However, in my experiments, these training schemes—where training and prediction are consistent—actually performed worse than a scheme that appears inconsistent, which originated from InferSent and was subsequently adopted by Sentence-BERT. Specifically, Sentence-BERT concatenates $u, v, |u-v|$ (where $|u-v|$ refers to the vector formed by taking the absolute value of each element of $u-v$) as features, followed by a fully connected layer for binary classification (or three-way classification for NLI datasets).

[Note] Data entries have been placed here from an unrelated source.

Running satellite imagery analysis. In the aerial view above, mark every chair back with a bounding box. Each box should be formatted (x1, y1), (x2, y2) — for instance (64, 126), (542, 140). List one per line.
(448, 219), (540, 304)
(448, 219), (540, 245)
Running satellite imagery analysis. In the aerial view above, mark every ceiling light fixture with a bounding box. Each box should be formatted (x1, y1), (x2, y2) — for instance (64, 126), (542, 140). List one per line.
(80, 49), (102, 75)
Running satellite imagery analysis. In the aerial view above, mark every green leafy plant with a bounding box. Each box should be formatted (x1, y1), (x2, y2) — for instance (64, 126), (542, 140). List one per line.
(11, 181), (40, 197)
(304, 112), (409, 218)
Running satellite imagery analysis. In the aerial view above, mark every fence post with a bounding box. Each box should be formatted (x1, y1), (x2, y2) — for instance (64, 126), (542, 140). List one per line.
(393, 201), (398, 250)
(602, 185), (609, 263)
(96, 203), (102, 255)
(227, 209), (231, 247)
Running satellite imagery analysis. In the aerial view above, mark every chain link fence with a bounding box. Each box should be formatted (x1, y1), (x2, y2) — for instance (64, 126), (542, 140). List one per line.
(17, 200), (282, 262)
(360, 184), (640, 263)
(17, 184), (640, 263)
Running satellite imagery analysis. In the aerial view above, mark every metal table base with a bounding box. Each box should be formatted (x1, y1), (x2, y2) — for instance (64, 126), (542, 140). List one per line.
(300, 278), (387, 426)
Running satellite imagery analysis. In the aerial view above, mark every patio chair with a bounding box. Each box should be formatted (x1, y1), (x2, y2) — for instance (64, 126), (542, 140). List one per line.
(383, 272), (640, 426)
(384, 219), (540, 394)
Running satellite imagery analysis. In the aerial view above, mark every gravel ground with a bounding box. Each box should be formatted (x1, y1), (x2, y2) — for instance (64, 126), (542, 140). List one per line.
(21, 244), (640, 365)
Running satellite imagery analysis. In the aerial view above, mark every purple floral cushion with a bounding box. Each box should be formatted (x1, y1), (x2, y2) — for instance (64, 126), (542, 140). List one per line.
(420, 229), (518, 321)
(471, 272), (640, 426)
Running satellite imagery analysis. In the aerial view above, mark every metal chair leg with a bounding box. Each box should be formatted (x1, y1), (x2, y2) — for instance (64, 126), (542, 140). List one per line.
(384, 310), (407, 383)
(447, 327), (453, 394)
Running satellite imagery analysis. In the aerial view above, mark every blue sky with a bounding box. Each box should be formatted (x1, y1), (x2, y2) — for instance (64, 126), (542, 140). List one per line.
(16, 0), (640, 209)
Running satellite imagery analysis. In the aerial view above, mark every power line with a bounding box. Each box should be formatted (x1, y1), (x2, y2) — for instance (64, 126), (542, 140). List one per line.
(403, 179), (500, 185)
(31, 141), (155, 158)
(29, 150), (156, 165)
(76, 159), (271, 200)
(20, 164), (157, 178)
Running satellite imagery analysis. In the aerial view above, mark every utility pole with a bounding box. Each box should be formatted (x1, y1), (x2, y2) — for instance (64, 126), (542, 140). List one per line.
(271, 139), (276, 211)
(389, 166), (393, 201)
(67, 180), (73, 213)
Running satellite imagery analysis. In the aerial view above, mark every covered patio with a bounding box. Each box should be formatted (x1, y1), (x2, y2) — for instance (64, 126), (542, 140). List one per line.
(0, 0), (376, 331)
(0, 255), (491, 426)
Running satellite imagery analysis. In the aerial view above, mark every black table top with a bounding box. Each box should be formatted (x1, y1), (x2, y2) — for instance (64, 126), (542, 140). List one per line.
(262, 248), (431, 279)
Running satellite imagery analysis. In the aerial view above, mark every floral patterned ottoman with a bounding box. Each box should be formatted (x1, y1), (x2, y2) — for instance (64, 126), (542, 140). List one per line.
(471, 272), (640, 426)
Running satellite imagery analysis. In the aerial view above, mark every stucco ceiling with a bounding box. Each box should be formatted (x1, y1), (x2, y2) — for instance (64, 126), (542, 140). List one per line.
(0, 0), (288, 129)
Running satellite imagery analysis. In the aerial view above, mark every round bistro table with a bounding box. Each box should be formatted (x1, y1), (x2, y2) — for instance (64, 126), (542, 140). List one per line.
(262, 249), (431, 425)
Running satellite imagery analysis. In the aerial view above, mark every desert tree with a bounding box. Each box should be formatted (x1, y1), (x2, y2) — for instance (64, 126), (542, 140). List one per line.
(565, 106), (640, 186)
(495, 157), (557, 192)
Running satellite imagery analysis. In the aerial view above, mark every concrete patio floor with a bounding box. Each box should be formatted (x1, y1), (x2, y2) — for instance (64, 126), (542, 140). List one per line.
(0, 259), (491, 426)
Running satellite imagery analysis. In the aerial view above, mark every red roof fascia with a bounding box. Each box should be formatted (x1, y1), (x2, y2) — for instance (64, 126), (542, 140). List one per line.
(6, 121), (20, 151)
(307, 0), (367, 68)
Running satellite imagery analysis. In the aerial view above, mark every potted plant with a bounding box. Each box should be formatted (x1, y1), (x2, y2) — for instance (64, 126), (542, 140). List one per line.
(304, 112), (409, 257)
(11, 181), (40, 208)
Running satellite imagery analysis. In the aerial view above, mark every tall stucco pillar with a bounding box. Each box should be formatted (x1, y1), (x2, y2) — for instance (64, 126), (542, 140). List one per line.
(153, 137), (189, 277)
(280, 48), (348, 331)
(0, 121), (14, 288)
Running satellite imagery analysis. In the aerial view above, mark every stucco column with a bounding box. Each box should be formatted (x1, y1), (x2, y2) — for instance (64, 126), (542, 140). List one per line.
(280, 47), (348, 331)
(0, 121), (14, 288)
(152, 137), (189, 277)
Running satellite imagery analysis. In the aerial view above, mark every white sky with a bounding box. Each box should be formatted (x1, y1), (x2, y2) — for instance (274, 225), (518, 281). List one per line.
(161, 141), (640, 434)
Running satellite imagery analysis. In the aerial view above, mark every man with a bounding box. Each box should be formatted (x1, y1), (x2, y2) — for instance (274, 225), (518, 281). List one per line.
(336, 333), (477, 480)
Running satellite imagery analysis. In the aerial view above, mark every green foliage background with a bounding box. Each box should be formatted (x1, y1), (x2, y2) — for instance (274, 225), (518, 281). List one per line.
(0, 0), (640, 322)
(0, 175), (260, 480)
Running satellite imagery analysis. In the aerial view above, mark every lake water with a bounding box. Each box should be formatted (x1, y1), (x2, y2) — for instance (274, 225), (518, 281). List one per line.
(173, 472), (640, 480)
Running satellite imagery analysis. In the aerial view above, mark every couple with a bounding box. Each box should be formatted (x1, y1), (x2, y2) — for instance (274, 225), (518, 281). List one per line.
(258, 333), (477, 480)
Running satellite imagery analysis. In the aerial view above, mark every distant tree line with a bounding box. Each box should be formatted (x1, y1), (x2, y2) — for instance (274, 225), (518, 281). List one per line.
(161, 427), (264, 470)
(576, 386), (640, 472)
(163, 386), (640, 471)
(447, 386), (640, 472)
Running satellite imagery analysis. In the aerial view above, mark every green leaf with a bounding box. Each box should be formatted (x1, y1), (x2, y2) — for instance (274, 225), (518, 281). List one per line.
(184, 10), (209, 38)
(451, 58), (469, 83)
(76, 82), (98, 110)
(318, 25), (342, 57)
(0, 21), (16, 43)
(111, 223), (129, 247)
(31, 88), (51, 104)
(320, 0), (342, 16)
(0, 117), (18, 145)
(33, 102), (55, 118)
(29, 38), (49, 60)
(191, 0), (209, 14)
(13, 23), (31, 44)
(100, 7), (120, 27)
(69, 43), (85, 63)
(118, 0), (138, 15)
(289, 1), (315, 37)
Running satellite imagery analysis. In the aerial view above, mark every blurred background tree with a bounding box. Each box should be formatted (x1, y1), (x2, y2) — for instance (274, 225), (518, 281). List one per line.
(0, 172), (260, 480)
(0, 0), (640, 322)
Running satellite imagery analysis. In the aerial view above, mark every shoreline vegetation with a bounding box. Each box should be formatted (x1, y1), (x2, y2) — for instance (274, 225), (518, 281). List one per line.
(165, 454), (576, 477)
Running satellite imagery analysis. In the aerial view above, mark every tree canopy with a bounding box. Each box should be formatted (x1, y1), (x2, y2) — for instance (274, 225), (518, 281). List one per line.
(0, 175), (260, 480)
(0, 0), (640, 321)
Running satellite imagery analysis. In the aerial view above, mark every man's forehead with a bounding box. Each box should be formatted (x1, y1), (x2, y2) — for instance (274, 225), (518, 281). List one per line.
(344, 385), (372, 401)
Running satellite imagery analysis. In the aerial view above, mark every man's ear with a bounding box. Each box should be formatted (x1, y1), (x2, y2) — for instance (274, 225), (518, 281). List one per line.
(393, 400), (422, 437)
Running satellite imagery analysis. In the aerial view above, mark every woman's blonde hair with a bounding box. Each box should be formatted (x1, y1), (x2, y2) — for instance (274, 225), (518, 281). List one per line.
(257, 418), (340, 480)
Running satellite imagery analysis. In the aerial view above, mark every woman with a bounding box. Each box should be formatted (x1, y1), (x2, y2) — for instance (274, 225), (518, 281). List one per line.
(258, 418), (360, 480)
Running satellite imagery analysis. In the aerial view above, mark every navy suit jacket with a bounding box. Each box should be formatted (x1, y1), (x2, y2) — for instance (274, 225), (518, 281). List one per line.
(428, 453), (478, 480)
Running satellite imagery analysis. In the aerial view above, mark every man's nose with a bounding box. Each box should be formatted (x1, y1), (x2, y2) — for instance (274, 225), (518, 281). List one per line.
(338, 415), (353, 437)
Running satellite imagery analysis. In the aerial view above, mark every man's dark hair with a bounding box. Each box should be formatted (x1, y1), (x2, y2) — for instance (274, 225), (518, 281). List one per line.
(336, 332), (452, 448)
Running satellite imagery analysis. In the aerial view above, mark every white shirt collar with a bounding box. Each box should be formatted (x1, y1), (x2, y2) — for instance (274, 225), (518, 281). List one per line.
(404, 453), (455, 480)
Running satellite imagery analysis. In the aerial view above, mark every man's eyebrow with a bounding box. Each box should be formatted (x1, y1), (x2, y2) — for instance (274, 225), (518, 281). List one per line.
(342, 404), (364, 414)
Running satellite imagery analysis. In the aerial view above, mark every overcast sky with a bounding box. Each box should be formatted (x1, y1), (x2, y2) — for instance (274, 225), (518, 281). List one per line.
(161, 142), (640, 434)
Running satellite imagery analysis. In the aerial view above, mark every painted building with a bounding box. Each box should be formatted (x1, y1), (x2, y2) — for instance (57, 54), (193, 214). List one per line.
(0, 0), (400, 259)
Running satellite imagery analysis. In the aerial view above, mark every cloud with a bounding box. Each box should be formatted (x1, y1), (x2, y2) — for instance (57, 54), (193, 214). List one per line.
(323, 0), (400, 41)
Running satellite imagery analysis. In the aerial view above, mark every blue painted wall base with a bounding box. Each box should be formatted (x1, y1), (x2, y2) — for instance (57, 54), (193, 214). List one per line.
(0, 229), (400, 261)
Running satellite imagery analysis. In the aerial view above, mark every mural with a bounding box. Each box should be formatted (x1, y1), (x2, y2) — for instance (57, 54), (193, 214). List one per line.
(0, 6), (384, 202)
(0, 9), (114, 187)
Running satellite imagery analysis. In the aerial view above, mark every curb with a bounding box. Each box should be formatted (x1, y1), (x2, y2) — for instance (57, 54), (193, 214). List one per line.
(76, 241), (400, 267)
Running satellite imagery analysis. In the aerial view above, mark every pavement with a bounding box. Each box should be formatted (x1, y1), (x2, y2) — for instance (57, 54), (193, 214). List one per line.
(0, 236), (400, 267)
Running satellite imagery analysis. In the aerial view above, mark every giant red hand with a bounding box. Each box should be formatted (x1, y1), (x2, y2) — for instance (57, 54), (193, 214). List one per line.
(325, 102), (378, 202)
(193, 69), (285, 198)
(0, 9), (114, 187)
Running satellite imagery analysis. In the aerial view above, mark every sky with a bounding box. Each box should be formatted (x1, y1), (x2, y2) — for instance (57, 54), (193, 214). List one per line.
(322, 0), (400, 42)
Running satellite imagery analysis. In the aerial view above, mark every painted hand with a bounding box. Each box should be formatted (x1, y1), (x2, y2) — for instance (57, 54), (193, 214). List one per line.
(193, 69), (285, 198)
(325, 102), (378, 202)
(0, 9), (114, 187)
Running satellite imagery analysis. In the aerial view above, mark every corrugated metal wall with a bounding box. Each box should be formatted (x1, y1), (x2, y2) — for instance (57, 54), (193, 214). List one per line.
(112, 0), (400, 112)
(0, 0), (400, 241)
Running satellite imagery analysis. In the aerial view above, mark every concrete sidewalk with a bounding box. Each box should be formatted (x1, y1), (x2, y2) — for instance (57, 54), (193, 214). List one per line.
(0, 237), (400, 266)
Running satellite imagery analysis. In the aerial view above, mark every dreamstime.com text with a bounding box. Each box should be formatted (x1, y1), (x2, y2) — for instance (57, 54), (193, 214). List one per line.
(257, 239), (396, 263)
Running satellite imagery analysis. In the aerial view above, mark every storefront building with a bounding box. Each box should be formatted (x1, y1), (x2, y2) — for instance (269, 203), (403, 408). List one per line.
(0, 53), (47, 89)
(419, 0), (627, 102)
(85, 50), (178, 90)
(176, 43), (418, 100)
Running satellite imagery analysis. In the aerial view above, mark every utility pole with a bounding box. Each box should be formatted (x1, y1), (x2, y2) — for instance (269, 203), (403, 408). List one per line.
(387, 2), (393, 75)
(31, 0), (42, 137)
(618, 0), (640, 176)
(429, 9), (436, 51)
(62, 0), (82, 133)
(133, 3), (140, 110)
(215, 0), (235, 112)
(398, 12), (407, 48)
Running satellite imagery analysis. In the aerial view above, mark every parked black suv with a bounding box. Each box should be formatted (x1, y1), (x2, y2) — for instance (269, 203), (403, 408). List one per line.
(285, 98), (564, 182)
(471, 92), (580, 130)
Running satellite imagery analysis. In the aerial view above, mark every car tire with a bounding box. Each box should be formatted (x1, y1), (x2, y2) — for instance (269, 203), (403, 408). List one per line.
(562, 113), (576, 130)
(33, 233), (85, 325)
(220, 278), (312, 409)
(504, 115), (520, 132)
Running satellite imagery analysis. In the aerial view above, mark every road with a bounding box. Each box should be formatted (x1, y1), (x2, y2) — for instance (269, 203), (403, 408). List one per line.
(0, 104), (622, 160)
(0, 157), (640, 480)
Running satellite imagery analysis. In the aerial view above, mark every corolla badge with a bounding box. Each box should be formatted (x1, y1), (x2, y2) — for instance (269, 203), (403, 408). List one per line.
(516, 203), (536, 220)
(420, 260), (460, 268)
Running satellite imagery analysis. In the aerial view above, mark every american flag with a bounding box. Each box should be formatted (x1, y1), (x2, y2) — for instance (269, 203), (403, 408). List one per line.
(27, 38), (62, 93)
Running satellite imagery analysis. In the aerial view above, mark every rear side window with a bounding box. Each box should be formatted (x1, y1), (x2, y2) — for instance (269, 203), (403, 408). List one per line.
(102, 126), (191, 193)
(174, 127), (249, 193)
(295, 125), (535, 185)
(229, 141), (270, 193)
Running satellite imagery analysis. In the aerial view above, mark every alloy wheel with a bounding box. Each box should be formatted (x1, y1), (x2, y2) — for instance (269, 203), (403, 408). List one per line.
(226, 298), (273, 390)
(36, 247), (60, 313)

Sentence-BERT Training Phase
Sentence-BERT Training Phase

Sentence-BERT Prediction Phase
Sentence-BERT Prediction Phase

Of course, this is just the training scheme. When using it, sentence vectors are still extracted, and cosine similarity is used for retrieval. Thus, the scheme used by InferSent and Sentence-BERT is actually an inconsistent training and prediction scheme: $\cos(u,v)$ is not directly involved during training, yet $\cos(u,v)$ can be used for retrieval during prediction with quite good performance. This is indeed unexpected.

Behind Closed Doors

I was also puzzled by this. I noticed that in the Sentence-BERT paper, they compared the final effects of different feature concatenation methods, showing that $u, v, |u-v|$ concatenation yields the best results. If only part of them is kept, the performance drops significantly, as shown in the table below.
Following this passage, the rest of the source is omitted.